DSC ordering

According to this page in the DSC documentation, “Typically (though not necessarily always), DSC applies the resources in the order that they appear within the configuration.” The author suggests using DependsOn when order would definitely matter, as in the case of a prerequisite.

However, to make things as consistent as possible in my environment, I’d like to run in order all the time, every time. That way there is no chance of two machines being different in an unexpected way because the configuration was applied in a different order for each.

Does anyone know exactly what the circumstances are under which the resources aren’t applied in order? Maybe they are so rare and avoidable that DSC does, for my purposes, always run things in order.

If nobody knows, what are my options for getting things to run in order all the time? One would be to put a DependsOn property on every resource, referencing the previous resource.

What about the MOF? Is it guaranteed to always run in order? I suspect not, since the DependsOn parameter shows up there as well. But if I’m wrong and it is always run in order, I could tailor or at least check it to verify the ordering.

However, to make things as consistent as possible in my environment, I'd like to run in order all the time, every time. That way there is no chance of two machines being different in an unexpected way because the configuration was applied in a different order for each.

Not possible.

The LCM was designed to eventually be multi-threaded, so there’s no predictability in the order resources execute. Now, between you and me? They’ll run in the order listed, after it unwinds DependsOn dependencies.

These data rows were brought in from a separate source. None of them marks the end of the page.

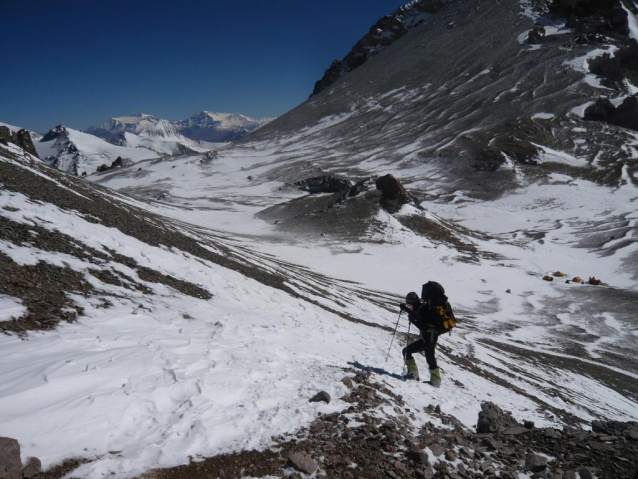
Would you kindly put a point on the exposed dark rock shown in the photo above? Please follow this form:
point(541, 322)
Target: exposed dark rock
point(625, 115)
point(593, 16)
point(617, 428)
point(20, 138)
point(324, 184)
point(303, 462)
point(382, 34)
point(117, 163)
point(359, 187)
point(55, 133)
point(535, 462)
point(320, 396)
point(33, 467)
point(394, 194)
point(585, 473)
point(10, 462)
point(347, 382)
point(615, 68)
point(536, 35)
point(493, 419)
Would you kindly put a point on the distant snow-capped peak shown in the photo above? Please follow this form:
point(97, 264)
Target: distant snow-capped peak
point(203, 126)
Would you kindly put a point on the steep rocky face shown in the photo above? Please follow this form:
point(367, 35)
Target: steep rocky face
point(218, 127)
point(21, 138)
point(467, 97)
point(386, 31)
point(592, 17)
point(203, 126)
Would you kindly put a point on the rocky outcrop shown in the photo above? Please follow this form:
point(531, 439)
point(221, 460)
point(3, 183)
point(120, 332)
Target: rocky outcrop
point(614, 69)
point(394, 195)
point(382, 34)
point(118, 163)
point(592, 17)
point(20, 138)
point(493, 419)
point(624, 115)
point(11, 464)
point(389, 446)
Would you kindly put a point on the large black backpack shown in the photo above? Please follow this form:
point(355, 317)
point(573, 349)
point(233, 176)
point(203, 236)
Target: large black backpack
point(440, 312)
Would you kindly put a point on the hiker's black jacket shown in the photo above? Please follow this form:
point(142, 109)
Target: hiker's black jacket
point(430, 318)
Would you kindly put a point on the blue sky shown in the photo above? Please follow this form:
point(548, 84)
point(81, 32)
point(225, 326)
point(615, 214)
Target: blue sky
point(80, 62)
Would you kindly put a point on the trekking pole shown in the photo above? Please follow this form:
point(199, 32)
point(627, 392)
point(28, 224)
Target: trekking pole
point(393, 334)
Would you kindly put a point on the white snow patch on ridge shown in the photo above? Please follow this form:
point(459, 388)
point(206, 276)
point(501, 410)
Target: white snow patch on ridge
point(11, 308)
point(633, 22)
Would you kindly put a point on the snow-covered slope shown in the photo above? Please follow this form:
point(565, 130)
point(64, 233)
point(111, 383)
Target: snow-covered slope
point(81, 154)
point(207, 333)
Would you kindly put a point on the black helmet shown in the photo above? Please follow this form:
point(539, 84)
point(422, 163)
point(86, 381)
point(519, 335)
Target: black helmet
point(412, 298)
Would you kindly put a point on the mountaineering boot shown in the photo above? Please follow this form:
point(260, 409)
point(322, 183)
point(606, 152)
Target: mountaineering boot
point(413, 370)
point(435, 378)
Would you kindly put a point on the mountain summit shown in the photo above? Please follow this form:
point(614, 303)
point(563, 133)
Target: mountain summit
point(203, 126)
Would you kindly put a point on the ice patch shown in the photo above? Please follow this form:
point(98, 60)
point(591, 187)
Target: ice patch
point(633, 22)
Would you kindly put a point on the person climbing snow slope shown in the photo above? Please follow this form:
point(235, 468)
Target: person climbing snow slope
point(433, 316)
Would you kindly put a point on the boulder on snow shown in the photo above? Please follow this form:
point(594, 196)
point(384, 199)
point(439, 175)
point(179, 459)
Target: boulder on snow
point(616, 428)
point(393, 193)
point(21, 138)
point(359, 187)
point(535, 463)
point(33, 467)
point(303, 462)
point(10, 462)
point(323, 184)
point(493, 419)
point(625, 115)
point(347, 382)
point(321, 396)
point(536, 35)
point(117, 163)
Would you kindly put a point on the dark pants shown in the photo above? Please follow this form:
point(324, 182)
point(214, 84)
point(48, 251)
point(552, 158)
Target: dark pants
point(428, 345)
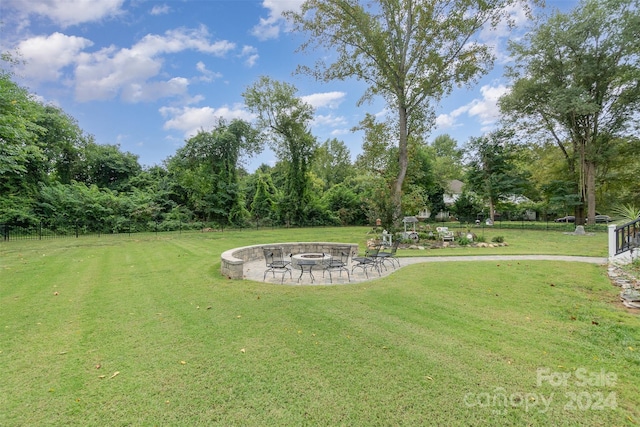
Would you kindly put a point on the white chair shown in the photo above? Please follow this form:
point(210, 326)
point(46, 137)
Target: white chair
point(445, 234)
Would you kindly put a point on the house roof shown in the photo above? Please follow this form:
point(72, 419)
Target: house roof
point(455, 187)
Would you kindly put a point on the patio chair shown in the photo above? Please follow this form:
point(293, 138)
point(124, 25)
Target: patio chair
point(339, 261)
point(445, 234)
point(391, 255)
point(370, 260)
point(276, 263)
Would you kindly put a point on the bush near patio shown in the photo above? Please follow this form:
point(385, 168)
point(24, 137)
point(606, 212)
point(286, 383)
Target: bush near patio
point(145, 331)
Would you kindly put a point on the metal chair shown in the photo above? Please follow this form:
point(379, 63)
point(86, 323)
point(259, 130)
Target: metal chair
point(276, 263)
point(391, 255)
point(369, 260)
point(339, 261)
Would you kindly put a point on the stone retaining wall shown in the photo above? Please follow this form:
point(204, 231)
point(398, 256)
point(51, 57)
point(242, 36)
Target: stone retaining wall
point(233, 260)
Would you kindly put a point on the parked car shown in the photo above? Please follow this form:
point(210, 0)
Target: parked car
point(603, 219)
point(568, 218)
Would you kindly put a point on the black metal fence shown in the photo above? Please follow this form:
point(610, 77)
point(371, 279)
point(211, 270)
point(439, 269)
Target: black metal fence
point(628, 237)
point(42, 231)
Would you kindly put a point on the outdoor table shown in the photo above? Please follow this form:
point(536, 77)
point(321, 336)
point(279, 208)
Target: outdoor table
point(306, 262)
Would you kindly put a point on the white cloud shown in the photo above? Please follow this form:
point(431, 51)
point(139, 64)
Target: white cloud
point(45, 57)
point(445, 121)
point(160, 9)
point(190, 120)
point(269, 28)
point(140, 92)
point(325, 99)
point(67, 12)
point(109, 71)
point(207, 75)
point(329, 120)
point(485, 109)
point(250, 54)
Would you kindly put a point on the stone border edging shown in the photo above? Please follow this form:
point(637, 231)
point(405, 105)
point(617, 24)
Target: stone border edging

But that’s today; we might not be able to rely on that in the future, especially as the new, cross-platform, C++ LCM under development may well implement multi-threading.

What about the MOF? Is it guaranteed to always run in order? I suspect not, since the DependsOn parameter shows up there as well. But if I'm wrong and it is always run in order, I could tailor or at least check it to verify the ordering.

You may have a misunderstanding. The MOF is the only thing that “runs” on the LCM. The configurations script you write doesn’t “run” per se; it simply generates a MOF. The MOF is the thing you care about.

what are my options for getting things to run in order all the time? One would be to put a DependsOn property on every resource, referencing the previous resource.

Yes, you could do that, but I’ve literally never run into a situation where it’s necessary. Remember, the goal of DSC is to -eventually- comply with the entire config. In all the work I’ve done with all the clients I have, I’ve never run into a situation where applying resources in different sequences changes anything. Except in obvious cases where A has to be done before B (like, must join the domain before you can do things in the domain).